Pas de réanimation, mais une sédation

En tout cas, ce lundi, lors d’un colloque passionnant sur les décisions médicales en fin de vie qui s’est tenu à l’hôpital européen Georges-Pompidou, à Paris (1), on a raconté une histoire bien déroutante d’un «patient remarquable», montrant les limites et les interrogations autour de ce qualificatif.
C’est l’histoire d’un homme atteint depuis plus de 20 ans d’une maladie dégénérative. Récemment, il connaît une nouvelle crise d’insuffisance respiratoire. Il est à bout, fatigué, mais il n’a pris aucune décision sur la suite de sa vie. Cette fois, il s’en sort, et peut repartir chez lui. Les médecins de l’hôpital, vu la gravité de sa situation clinique, décident néanmoins de faire une réunion collégiale sur la suite de sa prise en charge. Bizarrement, la famille n’est pas tenue au courant, mais quelques jours plus tard, elle reçoit un courrier qui la laisse, pantois. Elle apprend ainsi qu’il a été décidé que s’il revenait en urgence à l’hôpital, il ne serait pas réanimé, et qu’une sédation longue et continue jusqu’au décès serait éventuellement mise en route. Le patient étant, enfin, signalé comme «patient remarquable au Samu», afin que soit respectée «la procédure en cas de nouvelle complication respiratoire».

«Attention à la dérive»

A priori, pourtant, tout cela partait de «bons sentiments»pour éviter tout acharnement thérapeutique : il s’agissait en effet d’éviter à ce grand malade d’être mis sous intubateur s’il était pris en charge par une équipe qui ne le connaissait pas. Certes… Mais, outre le fait que cela n’avait pas été discuté avec lui ni avec sa famille, cette limitation programmée de traitement pose problème.

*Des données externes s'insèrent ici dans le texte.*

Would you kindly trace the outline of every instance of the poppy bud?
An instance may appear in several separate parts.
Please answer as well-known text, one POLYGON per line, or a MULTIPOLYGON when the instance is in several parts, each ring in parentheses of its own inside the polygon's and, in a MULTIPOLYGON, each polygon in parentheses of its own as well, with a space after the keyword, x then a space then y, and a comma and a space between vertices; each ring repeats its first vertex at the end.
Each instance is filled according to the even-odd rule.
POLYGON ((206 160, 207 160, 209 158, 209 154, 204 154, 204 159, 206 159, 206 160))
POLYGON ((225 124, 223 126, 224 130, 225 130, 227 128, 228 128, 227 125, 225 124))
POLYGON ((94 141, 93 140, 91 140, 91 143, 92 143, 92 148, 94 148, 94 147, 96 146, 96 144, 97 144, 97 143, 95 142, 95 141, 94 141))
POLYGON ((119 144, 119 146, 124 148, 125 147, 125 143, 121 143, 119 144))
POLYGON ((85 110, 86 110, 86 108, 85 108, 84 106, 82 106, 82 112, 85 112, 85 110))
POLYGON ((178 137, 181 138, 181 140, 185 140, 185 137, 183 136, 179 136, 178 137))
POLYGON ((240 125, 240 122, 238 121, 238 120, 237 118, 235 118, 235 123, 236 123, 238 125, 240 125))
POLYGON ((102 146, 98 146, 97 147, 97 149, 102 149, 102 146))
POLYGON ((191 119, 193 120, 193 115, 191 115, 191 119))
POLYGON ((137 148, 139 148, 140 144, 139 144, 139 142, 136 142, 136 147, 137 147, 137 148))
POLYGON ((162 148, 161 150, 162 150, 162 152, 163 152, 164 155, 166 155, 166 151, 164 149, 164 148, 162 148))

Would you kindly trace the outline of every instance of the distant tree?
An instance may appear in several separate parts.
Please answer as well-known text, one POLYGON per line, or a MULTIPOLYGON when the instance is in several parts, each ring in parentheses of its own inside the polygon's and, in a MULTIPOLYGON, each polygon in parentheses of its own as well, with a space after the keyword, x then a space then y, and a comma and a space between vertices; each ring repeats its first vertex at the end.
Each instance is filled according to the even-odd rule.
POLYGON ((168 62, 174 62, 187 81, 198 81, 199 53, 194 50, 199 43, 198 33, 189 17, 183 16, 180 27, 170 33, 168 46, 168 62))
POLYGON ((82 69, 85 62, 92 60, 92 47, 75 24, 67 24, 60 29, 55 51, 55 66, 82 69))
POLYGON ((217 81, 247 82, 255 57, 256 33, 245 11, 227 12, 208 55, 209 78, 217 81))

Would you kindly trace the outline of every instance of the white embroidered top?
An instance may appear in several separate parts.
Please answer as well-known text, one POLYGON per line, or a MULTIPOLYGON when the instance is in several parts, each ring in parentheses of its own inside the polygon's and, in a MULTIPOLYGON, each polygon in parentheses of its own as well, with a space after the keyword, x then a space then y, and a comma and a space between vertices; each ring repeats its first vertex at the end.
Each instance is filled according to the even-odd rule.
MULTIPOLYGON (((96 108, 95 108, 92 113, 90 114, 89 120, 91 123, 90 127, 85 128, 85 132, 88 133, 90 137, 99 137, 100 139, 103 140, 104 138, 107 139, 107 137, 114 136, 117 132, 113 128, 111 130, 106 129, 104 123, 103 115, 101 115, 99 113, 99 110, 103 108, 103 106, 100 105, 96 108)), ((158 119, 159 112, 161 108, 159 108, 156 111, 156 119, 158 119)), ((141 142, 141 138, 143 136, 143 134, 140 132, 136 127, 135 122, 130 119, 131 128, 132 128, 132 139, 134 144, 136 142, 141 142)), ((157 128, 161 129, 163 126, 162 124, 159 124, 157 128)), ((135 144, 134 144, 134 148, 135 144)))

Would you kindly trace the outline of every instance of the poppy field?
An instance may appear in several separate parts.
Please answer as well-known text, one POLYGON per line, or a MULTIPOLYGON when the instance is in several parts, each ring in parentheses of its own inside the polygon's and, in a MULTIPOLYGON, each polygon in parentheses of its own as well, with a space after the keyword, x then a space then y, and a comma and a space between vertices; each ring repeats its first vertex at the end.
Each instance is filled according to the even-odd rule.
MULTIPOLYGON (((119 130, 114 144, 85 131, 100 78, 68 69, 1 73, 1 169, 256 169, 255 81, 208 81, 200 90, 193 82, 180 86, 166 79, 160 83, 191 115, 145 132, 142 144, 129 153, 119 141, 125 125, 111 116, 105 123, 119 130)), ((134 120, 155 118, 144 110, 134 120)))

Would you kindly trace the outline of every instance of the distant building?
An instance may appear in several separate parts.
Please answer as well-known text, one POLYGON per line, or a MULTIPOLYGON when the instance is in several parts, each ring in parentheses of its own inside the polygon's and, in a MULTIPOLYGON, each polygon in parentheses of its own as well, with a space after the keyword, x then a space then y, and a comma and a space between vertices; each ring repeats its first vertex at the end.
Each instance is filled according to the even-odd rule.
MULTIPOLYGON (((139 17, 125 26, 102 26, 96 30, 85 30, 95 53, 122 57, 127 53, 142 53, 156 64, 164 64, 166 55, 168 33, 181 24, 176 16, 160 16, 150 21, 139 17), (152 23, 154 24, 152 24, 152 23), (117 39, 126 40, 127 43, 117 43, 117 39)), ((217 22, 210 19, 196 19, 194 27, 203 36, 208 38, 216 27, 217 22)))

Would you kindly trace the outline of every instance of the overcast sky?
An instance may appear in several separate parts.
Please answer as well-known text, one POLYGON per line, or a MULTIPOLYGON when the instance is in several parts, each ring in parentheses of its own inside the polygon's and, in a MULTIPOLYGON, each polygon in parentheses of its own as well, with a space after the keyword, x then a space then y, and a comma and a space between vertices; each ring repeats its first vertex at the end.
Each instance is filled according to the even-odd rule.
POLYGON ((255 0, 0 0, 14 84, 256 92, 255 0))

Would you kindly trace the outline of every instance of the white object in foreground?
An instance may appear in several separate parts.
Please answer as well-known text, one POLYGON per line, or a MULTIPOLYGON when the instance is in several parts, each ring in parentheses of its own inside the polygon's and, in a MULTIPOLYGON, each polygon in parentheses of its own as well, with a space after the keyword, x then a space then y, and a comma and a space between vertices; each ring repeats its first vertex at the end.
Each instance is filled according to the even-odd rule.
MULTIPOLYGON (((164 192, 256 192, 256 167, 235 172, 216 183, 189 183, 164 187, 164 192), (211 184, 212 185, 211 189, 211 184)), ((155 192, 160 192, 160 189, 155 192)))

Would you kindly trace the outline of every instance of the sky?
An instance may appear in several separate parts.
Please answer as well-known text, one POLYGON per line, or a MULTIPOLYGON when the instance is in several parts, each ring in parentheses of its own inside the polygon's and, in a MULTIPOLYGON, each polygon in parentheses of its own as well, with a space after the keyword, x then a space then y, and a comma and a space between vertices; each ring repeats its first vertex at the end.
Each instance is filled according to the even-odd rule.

D’abord, la loi est claire : les médecins ne peuvent pas faire une réunion collégiale d’anticipation à un arrêt de traitement. «La réunion collégiale ne peut se faire qu’au moment où se décide un arrêt ou une limitation de traitement, et non pas en avance», a rappelé la Dre Véronique Fournier, qui dirige le Centre d’éthique clinique des hôpitaux de Paris. «Et cela est d’autant plus important que, jusqu’au dernier moment, le patient peut changer d’avis. C’est son dernier avis qui compte. Parfois il est d’accord, parfois il ne l’est plus. On peut légitimement s’interroger sur la pertinence de cette procédure de signalement», a-t-elle ajouté. Dans la salle, une psychologue d’un service de réanimation a voulu se justifier : «Pour nous, cette notion de patient remarquable nous est parfois utile pour éviter que le malade n’aille en réanimation et qu’il soit plutôt conduit directement en soins palliatifs où il sera mieux pris en charge.» 

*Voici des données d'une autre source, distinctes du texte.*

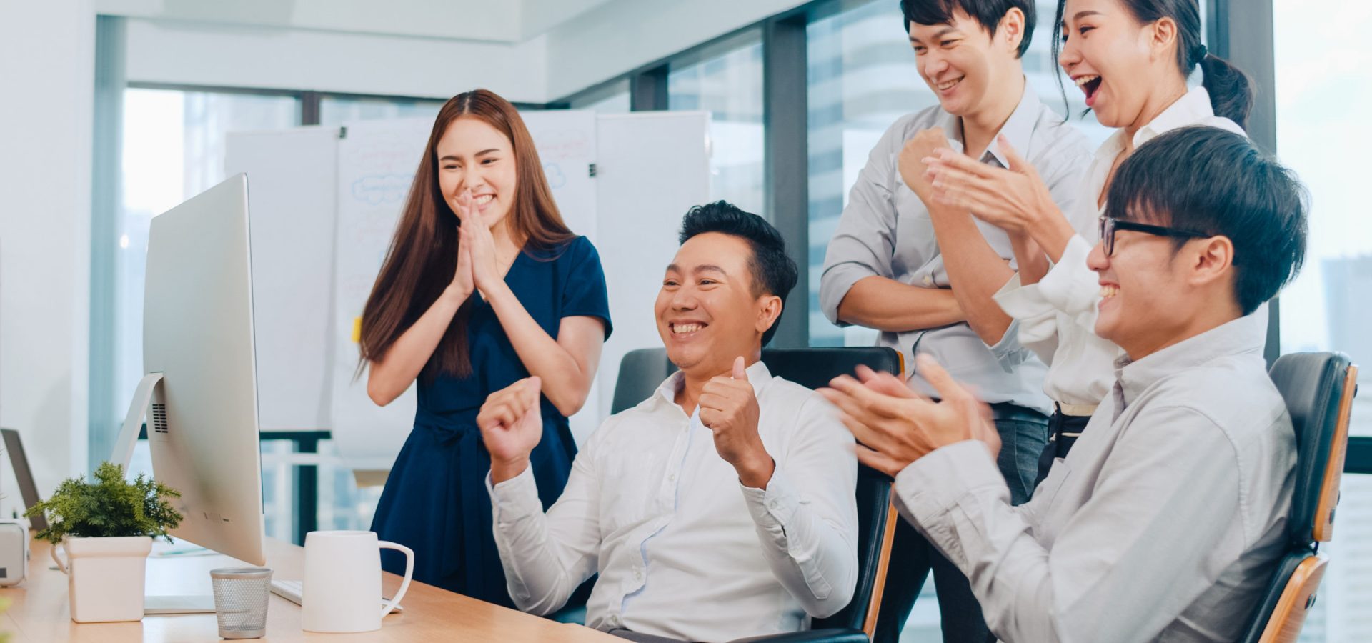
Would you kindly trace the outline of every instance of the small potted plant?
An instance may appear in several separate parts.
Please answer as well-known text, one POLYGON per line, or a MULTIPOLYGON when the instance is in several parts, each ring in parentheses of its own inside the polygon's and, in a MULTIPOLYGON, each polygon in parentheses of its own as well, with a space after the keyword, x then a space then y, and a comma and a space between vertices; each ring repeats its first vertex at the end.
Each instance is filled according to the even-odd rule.
POLYGON ((71 620, 77 622, 143 618, 143 579, 152 539, 181 524, 169 498, 181 492, 143 474, 129 483, 123 468, 106 462, 95 480, 67 478, 52 498, 25 515, 45 513, 48 528, 38 537, 52 543, 52 559, 67 574, 71 620), (67 550, 70 562, 58 557, 67 550))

«Attention à la dérive de ces qualificatifs qui empêchent toute discussion», a ajouté la Dre Michèle Levy-Soussan, qui dirige le service de Soins palliatifs de l’hôpital de la Pitié Salpêtrière. Peut-être faisait-elle référence à cette habitude qu’ont certains services de neurologie de mettre sur les dossiers de patients qui sont dans un état de santé très graves le sigle : NTBR. Ce qui veut dire «Not To Be Reanimated» («A ne pas réanimer»). Un sigle écrit bizarrement en anglais, comme si l'on voulait que cela ne soit compris que par quelques initiés.
(1) Organisé par la commission d’orientation de la démarche éthique de l’Assistance publique-Hôpitaux de Paris.